The title of the 21-page paper is, “The art of vassalisation: How Russia’s war on Ukraine has transformed transatlantic relations”. It is co-authored by Jeremy Shapiro, the ECFR’s research director, who was previously a member of the US State Department’s policy planning staff and senior adviser to the US assistant secretary of state for European and Eurasian affairs; hardly your typical anti-American leftist critic from the developing world.

And the paper doesn’t mince words: “In the Cold War, Europe was a central front of superpower competition. Now, the US expects the EU and the UK to fall in line behind its China strategy and will use its leadership position to ensure this outcome … It has instead embarked on a process of vassalisation.”

Under the section headed, “The vassalisation this time”, it explains how Biden’s industrial policy to meet domestic challenges and its foreign policy to counter Russia’s war in Ukraine and China have created the perfect storm to “vassalise” Europe.

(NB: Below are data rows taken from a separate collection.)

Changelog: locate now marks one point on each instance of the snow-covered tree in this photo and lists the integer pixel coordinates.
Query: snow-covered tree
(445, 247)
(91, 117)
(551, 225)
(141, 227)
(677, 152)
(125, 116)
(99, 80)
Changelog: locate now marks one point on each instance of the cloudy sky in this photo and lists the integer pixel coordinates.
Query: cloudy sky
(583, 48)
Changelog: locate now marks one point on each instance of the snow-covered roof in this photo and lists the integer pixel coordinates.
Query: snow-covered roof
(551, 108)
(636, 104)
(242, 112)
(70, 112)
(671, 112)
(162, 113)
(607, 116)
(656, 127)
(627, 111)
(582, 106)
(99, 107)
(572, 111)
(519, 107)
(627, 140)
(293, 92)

“Conceptually, European allies have a role in this geoeconomic struggle with China, but it is not, as during the Cold War, to become rich and contribute to the military defence of the central front,” the paper argues.

“To the contrary, their key role from a US perspective is to support US strategic industrial policy and to help ensure American technological dominance vis-a-vis China. They can do so by acquiescing to US industrial policy and by circumscribing their economic relations with China according to American concepts of strategic technologies.”

This means the US will make no distinction between economic, political and military issues – all will be “securitised” under the category of US national security.

The authors observe that “importantly, in this new geoeconomic struggle with China, there will be no purely economic issues. The technological and economic nature of the conflict with China means that the US can and will securitise nearly every international dispute.”

The authors call it “The Americanisation of Europe” and cite the case of Huawei: “As many have noted, banning Huawei sales in Europe also creates an opportunity for US firms to establish greater technological dominance.”

The US pressure comes at a particularly bad economic time for the EU and Britain. In the short term, they face the prospect of a recession this year and next. But as a long-term trend, both have been declining economically relative to the US economy. Washington’s industrial policy will only worsen this trend for Europeans. The numbers speak for themselves.

Measured by GDP, in 2008 the EU (inclusive of the UK) was collectively the world’s largest economy, with a combined US$16.2 trillion, against America’s US$14.7 trillion. Last year, the EU and the UK economies together reached US$19.8 trillion, compared to America’s US$25 trillion.

Meanwhile, the US dollar accounted for roughly 88 per cent of global foreign exchange transactions in 2022, a level that has remained relatively stable over the past two decades. The euro, however, peaked in 2010 at 39 per cent and dropped to 31 per cent last year. It’s the same story if you compare the reserve currency statuses of the dollar and the euro, at 60 per cent and 21 per cent, respectively.

America’s new policies will only make things worse for the EU, according to the paper. European leaders are well aware, but internal divisions and over-dependency on US security provisions – as shown by the Russian invasion of Ukraine – make them powerless to fight back.

The paper concludes: “As these policies have the potential to reduce economic growth in Europe, cause [further] deindustrialisation, or even deny Europeans dominant positions in key industries of the future, they might be expected to generate serious opposition throughout the EU.

“The [IRA and CHIPS] have caused much gnashing of teeth in Brussels and elsewhere about how Europeans can preserve their own strategic industries.

“Europeans may whine and complain, but that their increasing security dependence on the US means that they will mostly accept economic policies framed as part of America’s global security role. This is the essence of vassalisation.”